Hi all,
I’ve had a frustrating experience attempting to set up a load balancer and query router on a collection of q processes both started independently and with developer. I wondered if anyone can see the schoolboy error or has any insight to share.
I’ve tried:
- using the base load balancing server script:
https://github.com/KxSystems/kdb/blob/master/e/mserve.q
Process:
start 4 q processes on ports 5001 to 5004
start a 5th process with this script loaded on start.
try loading an HDB and querying directly on that 5th process or by sending queries to that 5th process with a Developer session set up as a client.
I get nothing back
- using the full query router
https://code.kx.com/q/wp/query-routing/
Process:
start up 3 processes on ports 5001 to 5003 with gateway, loadBalancer and service scripts loaded to them (the start order i use is load balancer, then service, then gateway). The only changes I made to the scripts was to add the text from the white paper to aid my understanding and to define a random number generated to initialise the SEQ variable in the gateway script. The service script actually just creates dummy tables but I wanted to make as few changes as possible to get the POC running.
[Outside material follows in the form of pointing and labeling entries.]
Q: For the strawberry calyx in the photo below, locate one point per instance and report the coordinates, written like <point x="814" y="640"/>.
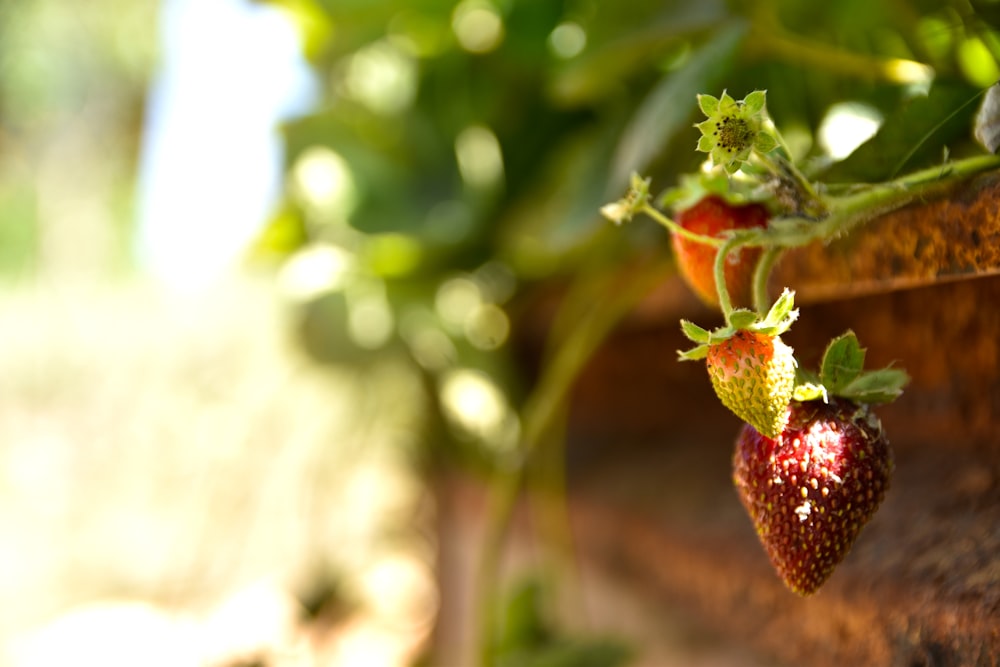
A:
<point x="842" y="374"/>
<point x="776" y="322"/>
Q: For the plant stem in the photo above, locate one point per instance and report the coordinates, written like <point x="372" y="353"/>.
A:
<point x="719" y="273"/>
<point x="761" y="298"/>
<point x="610" y="301"/>
<point x="680" y="231"/>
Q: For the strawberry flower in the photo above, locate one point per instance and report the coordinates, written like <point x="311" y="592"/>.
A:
<point x="634" y="201"/>
<point x="734" y="129"/>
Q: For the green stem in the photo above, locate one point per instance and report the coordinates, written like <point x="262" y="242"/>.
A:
<point x="610" y="301"/>
<point x="719" y="272"/>
<point x="761" y="298"/>
<point x="850" y="211"/>
<point x="808" y="201"/>
<point x="680" y="231"/>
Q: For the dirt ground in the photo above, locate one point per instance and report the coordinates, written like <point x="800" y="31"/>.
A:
<point x="168" y="463"/>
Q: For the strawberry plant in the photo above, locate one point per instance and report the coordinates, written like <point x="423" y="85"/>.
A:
<point x="812" y="463"/>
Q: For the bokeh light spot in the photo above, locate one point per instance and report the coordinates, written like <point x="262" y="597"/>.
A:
<point x="477" y="26"/>
<point x="567" y="40"/>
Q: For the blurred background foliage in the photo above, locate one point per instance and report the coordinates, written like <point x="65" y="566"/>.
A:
<point x="457" y="157"/>
<point x="460" y="151"/>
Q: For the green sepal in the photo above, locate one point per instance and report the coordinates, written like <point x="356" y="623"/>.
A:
<point x="694" y="332"/>
<point x="780" y="317"/>
<point x="721" y="334"/>
<point x="809" y="392"/>
<point x="807" y="386"/>
<point x="881" y="386"/>
<point x="754" y="102"/>
<point x="708" y="104"/>
<point x="764" y="142"/>
<point x="843" y="361"/>
<point x="741" y="318"/>
<point x="694" y="354"/>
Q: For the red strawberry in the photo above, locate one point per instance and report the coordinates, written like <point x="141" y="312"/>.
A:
<point x="753" y="374"/>
<point x="712" y="216"/>
<point x="811" y="489"/>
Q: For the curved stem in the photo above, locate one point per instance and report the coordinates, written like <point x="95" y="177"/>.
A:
<point x="719" y="273"/>
<point x="680" y="231"/>
<point x="762" y="272"/>
<point x="610" y="301"/>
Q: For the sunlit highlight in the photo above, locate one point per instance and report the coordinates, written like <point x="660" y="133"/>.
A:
<point x="480" y="159"/>
<point x="846" y="126"/>
<point x="315" y="269"/>
<point x="567" y="40"/>
<point x="478" y="408"/>
<point x="487" y="327"/>
<point x="477" y="26"/>
<point x="323" y="181"/>
<point x="370" y="322"/>
<point x="456" y="299"/>
<point x="382" y="77"/>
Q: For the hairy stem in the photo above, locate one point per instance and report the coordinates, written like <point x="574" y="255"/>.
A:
<point x="762" y="272"/>
<point x="725" y="303"/>
<point x="680" y="231"/>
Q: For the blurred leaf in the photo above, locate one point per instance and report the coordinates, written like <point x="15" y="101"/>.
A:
<point x="527" y="640"/>
<point x="914" y="136"/>
<point x="599" y="73"/>
<point x="671" y="104"/>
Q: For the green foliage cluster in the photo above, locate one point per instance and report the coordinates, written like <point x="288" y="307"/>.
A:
<point x="462" y="152"/>
<point x="476" y="141"/>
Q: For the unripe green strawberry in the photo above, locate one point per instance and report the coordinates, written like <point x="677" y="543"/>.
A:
<point x="753" y="374"/>
<point x="712" y="216"/>
<point x="811" y="489"/>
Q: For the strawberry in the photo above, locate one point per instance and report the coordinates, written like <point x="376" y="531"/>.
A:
<point x="753" y="374"/>
<point x="712" y="216"/>
<point x="811" y="489"/>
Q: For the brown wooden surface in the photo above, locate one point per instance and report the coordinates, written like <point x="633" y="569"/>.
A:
<point x="949" y="238"/>
<point x="652" y="502"/>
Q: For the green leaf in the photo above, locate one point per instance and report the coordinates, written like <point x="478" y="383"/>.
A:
<point x="669" y="107"/>
<point x="694" y="332"/>
<point x="754" y="102"/>
<point x="881" y="386"/>
<point x="911" y="137"/>
<point x="708" y="104"/>
<point x="842" y="362"/>
<point x="694" y="354"/>
<point x="781" y="314"/>
<point x="809" y="392"/>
In any case, when I try connecting to gateway with Developer as client. I have no success. I have added the scripts in the post below as I can’t attach more than one file at a time and it appears the system is clever enough to thwart my attempt to get around the restriction on attaching zips.
From an earlier post to the Community, I understand that Developer doesn’t actually support the use of peach with separate processes rather than threads. This has me thinking that one of the below is true:
- I am screwing up the code implementation
- I am screwing up the code implementation AND can’t use developer with these multiprocess architectures
- the code as shown in the above links contains errors
- There is a bug in the q version available separate to the platform offering that means you can’t do asynchronous callbacks on either Developer or a raw q process.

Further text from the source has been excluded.